Reformed Forum Larger Catechism


----------



## Marrow Man (Mar 19, 2009)

How about created an endless series of popularity threads on the PB?


----------



## Athaleyah (Mar 19, 2009)

Marrow Man said:


> How about created an endless series of popularity threads on the PB?



I would if I could think of a category I could win.  Strangest, maybe.


----------



## py3ak (Mar 19, 2009)

There are many sites that have entertaining games. Of course there is our arcade on here, or you could try miniclip.com as well. I like Canyon Defender.


----------



## JOwen (Mar 19, 2009)

LawrenceU said:


> I don't recreate online. I recreate best wielding a fly rod, waking behind my dog with my 16 ga. SxS in hand, swinging on the porch with my wife and daughter, reading a good book, and the like.

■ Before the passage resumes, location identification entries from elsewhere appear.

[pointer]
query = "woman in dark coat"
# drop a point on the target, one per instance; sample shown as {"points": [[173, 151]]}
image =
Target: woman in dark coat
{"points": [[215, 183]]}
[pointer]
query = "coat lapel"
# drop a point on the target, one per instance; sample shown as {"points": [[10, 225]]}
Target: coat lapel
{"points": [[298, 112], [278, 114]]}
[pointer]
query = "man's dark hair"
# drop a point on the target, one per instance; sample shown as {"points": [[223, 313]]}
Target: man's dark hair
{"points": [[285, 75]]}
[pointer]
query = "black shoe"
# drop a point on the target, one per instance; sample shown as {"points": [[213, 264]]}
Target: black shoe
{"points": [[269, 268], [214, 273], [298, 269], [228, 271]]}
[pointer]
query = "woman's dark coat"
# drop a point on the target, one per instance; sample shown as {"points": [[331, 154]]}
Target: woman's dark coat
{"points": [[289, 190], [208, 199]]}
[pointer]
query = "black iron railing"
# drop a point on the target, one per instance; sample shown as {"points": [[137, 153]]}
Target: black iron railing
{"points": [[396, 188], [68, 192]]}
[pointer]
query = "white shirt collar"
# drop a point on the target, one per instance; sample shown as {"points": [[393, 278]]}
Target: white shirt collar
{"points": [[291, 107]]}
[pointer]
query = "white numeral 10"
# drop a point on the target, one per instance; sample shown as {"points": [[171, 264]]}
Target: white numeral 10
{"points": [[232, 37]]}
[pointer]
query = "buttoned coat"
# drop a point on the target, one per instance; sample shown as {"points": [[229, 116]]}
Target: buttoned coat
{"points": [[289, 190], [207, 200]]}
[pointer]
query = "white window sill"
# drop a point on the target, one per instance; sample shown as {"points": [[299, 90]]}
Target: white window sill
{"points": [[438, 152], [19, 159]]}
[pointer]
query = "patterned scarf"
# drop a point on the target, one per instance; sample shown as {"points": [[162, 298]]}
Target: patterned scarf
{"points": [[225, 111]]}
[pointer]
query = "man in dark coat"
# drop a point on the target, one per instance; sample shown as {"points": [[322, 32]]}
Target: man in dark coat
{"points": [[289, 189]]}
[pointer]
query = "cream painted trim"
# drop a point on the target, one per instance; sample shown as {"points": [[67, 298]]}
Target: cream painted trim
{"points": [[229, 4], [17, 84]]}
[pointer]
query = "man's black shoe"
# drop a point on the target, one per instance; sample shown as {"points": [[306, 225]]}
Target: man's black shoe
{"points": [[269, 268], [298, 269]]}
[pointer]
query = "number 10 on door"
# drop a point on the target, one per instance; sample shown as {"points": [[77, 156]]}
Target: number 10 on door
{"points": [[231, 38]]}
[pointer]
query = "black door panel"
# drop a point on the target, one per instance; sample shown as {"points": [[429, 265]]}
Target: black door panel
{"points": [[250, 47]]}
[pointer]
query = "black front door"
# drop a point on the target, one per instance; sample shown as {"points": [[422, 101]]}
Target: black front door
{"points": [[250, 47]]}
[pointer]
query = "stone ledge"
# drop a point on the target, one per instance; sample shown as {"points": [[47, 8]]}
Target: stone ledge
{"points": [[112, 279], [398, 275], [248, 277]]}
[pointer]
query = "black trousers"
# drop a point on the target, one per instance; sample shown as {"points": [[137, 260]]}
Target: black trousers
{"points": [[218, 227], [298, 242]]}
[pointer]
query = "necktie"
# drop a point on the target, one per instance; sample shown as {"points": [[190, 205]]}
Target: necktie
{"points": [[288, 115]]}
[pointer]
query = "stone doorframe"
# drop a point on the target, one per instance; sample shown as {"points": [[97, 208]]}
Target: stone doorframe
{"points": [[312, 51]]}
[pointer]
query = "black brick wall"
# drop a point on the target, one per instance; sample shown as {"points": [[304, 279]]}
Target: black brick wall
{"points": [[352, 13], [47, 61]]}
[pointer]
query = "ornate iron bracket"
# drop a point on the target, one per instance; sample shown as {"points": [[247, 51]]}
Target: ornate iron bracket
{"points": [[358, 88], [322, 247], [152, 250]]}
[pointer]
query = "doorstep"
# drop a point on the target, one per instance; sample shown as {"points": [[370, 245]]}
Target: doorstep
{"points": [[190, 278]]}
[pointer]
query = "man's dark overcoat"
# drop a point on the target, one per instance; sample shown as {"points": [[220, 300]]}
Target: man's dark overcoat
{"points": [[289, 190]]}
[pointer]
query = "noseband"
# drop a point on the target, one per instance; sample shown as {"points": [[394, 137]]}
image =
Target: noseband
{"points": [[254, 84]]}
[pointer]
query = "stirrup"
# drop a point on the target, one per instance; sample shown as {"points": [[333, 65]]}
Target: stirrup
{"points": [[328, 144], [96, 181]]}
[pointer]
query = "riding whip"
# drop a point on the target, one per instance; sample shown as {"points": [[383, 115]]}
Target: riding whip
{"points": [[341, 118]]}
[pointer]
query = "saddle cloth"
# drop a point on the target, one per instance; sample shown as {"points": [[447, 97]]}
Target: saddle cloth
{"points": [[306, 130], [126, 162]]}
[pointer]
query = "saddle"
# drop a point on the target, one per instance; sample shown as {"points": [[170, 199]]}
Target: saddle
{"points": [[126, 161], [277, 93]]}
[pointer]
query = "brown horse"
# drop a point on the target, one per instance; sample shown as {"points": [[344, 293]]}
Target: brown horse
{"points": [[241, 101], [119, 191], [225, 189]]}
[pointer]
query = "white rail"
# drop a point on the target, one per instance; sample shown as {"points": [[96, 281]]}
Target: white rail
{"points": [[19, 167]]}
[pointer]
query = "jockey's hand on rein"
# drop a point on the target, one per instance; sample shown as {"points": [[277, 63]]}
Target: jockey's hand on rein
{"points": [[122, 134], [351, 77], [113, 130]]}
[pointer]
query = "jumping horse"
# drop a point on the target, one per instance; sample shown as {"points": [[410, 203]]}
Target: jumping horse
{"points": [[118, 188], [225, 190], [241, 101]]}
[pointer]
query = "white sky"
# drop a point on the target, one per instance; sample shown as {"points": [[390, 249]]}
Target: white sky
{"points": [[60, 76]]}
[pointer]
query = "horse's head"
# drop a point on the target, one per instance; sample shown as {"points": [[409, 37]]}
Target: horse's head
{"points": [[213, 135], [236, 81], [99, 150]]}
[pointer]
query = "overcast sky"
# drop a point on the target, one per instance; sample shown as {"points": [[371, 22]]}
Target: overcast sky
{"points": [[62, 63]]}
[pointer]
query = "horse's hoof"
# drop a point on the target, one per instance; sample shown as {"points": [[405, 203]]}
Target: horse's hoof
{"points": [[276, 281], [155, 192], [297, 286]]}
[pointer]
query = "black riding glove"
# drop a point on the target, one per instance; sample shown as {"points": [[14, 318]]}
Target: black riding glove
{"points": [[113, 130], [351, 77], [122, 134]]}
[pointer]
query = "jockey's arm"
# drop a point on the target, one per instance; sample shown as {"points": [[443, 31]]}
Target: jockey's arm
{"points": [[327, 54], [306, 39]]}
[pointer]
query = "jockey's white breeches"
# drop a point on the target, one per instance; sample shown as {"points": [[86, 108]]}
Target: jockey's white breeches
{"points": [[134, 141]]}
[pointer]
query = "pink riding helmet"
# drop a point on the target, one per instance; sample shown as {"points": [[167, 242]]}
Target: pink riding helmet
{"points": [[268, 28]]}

We would get along famously! Today was my second oldest son's b-day, and what did he want to do? Fly tie and skeet shooting. We are avid fly fishing people in this home. I have a 12/20 ga. SxS, and a great fly rod. Come to Alberta in October and we can hunt Ruffed Grouse on our way to the North Ram river.


----------



## LadyFlynt (Mar 19, 2009)

When I really need to beat out some frustration:
Yeti Sports Bloody Penguin Toss

When I actually have some patience:
Orisinal.com - Winterbells

Or for fun, I can go chase my goat in the pen down.

-----Added 3/19/2009 at 07:30:01 EST-----

Yeti Sports Flamingo Drive


----------



## Athaleyah (Mar 19, 2009)

LadyFlynt said:


> Or for fun, I can go chase my goat in the pen down.



Maybe I need a goat. Or some chickens. Chickens that lay brown eggs.

I remember one of the only episodes of Martha Stewart I have seen, she was going out to her chicken coop and telling how she has many different types of chickens so that she can get many different beautiful colors of eggs to display in her kitchen. First I was surprised that she would have a chicken coop... and then I was surprised that anyone would gather a bunch of chickens based on which had the prettiest eggs. The whole thing was kind of surreal.


----------